4. Discussion and Conclusions
In this research, the nature-inspired optimization methods used for swarm controls and the communication methods within and between the swarms are emphasized. Thus, the problems encountered in swarm robotic behaviors can be overcome using these above-mentioned problem-solving methods found among living creatures in nature.
In this study, the optimization and communication design problems that can be experienced during the realization of the movements of swarm robotics are stated. Using several different algorithms instead of using only one for swarm control yields a better solution to the problems emerging in swarm robotic design. Some methods were suggested suitable for swarm robotics architecture using different approaches to some classical optimization methods such as PSO.
It is concluded that the use of heterogeneous communities which are also based on swarm robotics can clearly increase the swarm’s success. In nature, there are many examples of this phenomenon. The presence of individuals with different duties in the same environment in bee and ant colonies is a good case. In addition, the swarm can be formed from individuals who have different tasks with the same purpose, in order to have a robust structure, better control, and fast communication.
Although the homogenous employment of individuals is essential and a designed coordinator is less often suggested in the distributed control architecture used in swarm robotics, some individuals designed with different purpose from the same swarm can be selected to act as coordinators to improve this common situation. When necessary, this individual’s duty can be exchanged with that of another individual. This approach will help to eliminate the requirement of creating individuals with different architectures and remove the need to search for the replacement of an individual that may be disabled for some reason in a group. The swarm designed in thimanner will be a great team that makes decisions on its own, provides high cooperation within itself, has strong coordination, does not have problems in adding or subtracting individuals, and adapts quickly to task changes.

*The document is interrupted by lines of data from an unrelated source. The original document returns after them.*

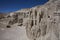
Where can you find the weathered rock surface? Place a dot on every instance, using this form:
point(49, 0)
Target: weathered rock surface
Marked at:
point(41, 22)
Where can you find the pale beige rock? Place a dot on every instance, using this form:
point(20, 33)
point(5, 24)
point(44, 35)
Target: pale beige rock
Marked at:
point(40, 22)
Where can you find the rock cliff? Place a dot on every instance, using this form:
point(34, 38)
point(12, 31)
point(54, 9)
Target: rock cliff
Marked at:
point(41, 22)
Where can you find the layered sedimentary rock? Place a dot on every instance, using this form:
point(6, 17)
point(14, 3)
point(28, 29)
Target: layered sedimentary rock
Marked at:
point(41, 22)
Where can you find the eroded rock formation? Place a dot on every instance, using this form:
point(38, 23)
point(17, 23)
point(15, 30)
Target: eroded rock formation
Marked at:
point(41, 22)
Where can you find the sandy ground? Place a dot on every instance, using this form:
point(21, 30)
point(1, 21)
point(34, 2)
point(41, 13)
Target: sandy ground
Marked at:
point(15, 33)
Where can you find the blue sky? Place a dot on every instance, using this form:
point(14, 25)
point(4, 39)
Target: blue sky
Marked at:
point(13, 5)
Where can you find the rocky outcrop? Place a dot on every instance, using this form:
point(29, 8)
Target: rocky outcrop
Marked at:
point(41, 22)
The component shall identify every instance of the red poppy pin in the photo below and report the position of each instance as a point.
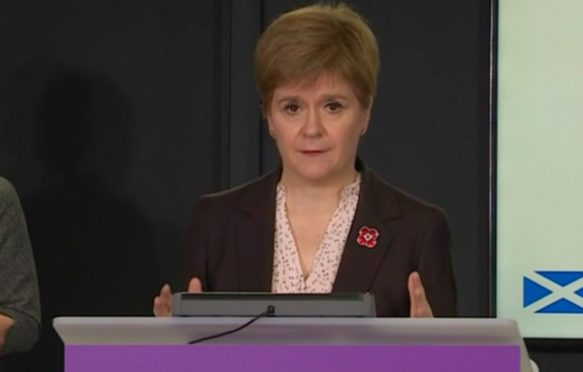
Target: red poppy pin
(367, 237)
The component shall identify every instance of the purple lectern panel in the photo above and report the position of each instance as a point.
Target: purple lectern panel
(397, 358)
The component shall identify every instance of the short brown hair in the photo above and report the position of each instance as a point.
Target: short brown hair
(322, 38)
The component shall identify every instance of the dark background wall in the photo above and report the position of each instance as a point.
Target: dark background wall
(116, 116)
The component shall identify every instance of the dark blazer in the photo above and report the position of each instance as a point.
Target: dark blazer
(232, 233)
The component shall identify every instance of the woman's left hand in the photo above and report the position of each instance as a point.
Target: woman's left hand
(420, 307)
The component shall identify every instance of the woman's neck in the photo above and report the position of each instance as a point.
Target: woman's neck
(311, 196)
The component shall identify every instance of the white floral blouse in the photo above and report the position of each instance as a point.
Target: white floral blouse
(287, 270)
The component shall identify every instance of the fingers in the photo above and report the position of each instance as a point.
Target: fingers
(163, 302)
(195, 286)
(420, 307)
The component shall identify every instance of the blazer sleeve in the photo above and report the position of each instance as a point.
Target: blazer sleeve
(19, 294)
(436, 268)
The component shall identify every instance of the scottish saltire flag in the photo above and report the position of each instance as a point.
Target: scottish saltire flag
(553, 292)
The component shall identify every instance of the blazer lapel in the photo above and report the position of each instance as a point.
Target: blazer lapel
(359, 264)
(254, 236)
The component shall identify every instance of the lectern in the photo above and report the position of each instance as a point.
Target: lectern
(148, 344)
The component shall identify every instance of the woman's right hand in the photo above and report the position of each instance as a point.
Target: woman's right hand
(163, 302)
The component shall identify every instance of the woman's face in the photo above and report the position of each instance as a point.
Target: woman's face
(316, 128)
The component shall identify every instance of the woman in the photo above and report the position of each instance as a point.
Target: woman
(19, 299)
(323, 221)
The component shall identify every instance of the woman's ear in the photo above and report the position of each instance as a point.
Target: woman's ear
(366, 118)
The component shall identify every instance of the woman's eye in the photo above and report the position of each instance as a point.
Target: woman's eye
(291, 108)
(334, 106)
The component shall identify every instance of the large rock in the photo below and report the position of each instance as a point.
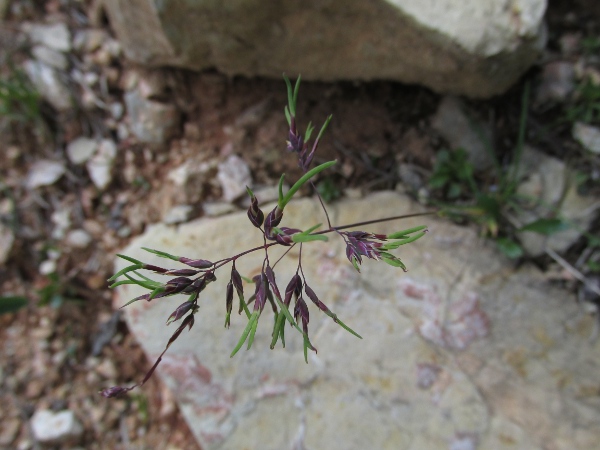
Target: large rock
(475, 48)
(460, 352)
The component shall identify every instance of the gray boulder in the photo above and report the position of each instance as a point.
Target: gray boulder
(475, 48)
(460, 352)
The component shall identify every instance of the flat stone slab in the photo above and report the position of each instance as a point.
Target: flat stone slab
(478, 48)
(461, 352)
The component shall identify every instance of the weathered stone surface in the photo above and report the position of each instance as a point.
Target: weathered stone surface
(460, 352)
(152, 122)
(49, 83)
(474, 48)
(55, 428)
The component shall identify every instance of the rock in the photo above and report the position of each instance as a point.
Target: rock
(47, 267)
(100, 165)
(547, 184)
(178, 214)
(78, 238)
(152, 122)
(461, 129)
(61, 218)
(89, 40)
(55, 36)
(213, 209)
(460, 352)
(44, 173)
(234, 176)
(7, 239)
(588, 136)
(55, 428)
(478, 49)
(557, 83)
(51, 57)
(49, 84)
(81, 149)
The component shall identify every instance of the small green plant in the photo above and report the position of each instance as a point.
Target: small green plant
(19, 101)
(199, 273)
(453, 173)
(585, 105)
(491, 206)
(12, 303)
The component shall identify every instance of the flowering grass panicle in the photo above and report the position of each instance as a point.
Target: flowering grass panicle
(192, 281)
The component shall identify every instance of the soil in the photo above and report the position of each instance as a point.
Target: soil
(68, 342)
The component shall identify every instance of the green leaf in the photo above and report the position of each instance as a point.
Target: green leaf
(252, 333)
(309, 130)
(405, 233)
(307, 176)
(509, 247)
(162, 254)
(324, 127)
(394, 245)
(301, 237)
(10, 304)
(125, 270)
(245, 333)
(392, 261)
(546, 226)
(280, 188)
(130, 259)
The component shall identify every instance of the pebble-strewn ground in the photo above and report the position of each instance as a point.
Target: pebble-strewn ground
(110, 148)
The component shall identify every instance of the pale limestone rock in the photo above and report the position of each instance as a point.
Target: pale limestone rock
(509, 357)
(55, 36)
(100, 165)
(178, 214)
(49, 56)
(44, 173)
(49, 84)
(474, 48)
(234, 176)
(151, 122)
(81, 149)
(55, 428)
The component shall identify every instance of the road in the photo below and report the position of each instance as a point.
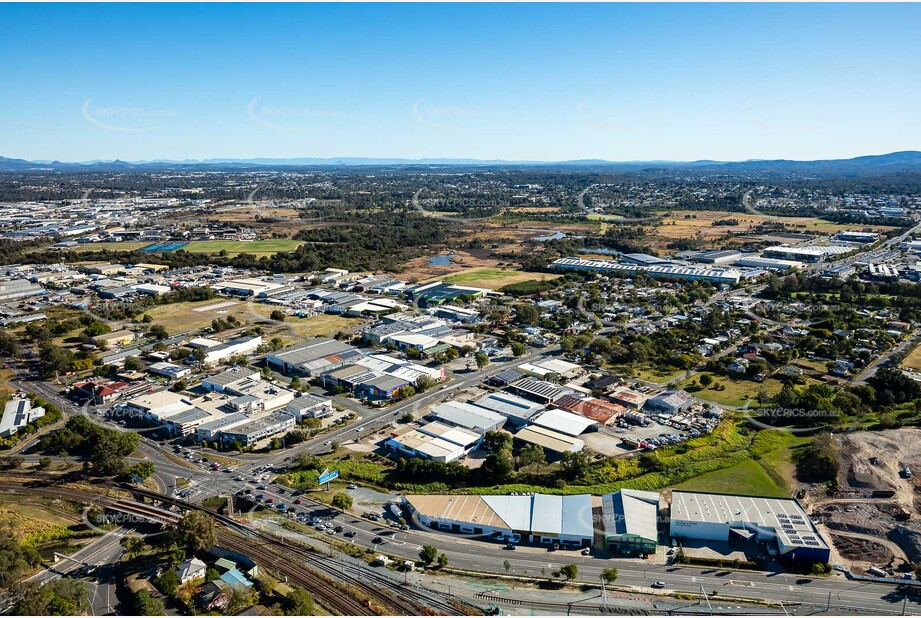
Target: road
(100, 555)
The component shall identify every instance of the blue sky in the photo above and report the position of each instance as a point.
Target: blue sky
(509, 81)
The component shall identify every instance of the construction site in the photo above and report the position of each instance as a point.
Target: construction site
(874, 519)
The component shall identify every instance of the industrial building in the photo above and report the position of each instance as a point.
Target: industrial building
(553, 442)
(728, 256)
(314, 357)
(435, 441)
(17, 413)
(805, 253)
(630, 518)
(538, 518)
(475, 418)
(690, 273)
(258, 429)
(538, 390)
(779, 524)
(564, 422)
(518, 411)
(859, 237)
(599, 410)
(306, 406)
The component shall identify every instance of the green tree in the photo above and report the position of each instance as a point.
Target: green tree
(194, 532)
(342, 501)
(133, 363)
(9, 345)
(428, 554)
(167, 582)
(143, 469)
(59, 597)
(133, 544)
(532, 455)
(575, 465)
(159, 332)
(298, 602)
(147, 605)
(495, 441)
(609, 575)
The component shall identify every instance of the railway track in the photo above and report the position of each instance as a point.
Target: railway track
(267, 550)
(378, 589)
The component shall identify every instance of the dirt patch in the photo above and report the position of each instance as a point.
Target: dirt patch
(874, 460)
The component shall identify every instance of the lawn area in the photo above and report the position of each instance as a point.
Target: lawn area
(771, 475)
(677, 226)
(747, 477)
(178, 317)
(5, 375)
(321, 325)
(913, 360)
(258, 248)
(649, 373)
(110, 246)
(736, 392)
(494, 278)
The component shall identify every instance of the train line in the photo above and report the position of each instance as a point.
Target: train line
(379, 589)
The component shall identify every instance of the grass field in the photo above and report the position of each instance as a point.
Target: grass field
(110, 246)
(322, 325)
(495, 278)
(677, 226)
(771, 475)
(649, 373)
(747, 477)
(258, 248)
(179, 317)
(736, 392)
(913, 360)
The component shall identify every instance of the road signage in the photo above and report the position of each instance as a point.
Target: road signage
(326, 476)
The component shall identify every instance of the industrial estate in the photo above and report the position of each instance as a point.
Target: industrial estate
(238, 381)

When required, the idea of dividing the swarm into parts and combining them for a single task will speed up the inter-communication and will also be more effective in accomplishing the task by sending or recruiting a team from within the swarm to the other swarm.
In future works, it is planned to interpret and optimize the simulation data with deep learning and optimization algorithms. Afterwards, it is planned to create a swarm robot application in a virtual environment to perform the pre-defined tasks. The results and experience obtained from this will be transferred to the designs in the real environment. Smart agriculture applications are good candidate for the next stage of this study.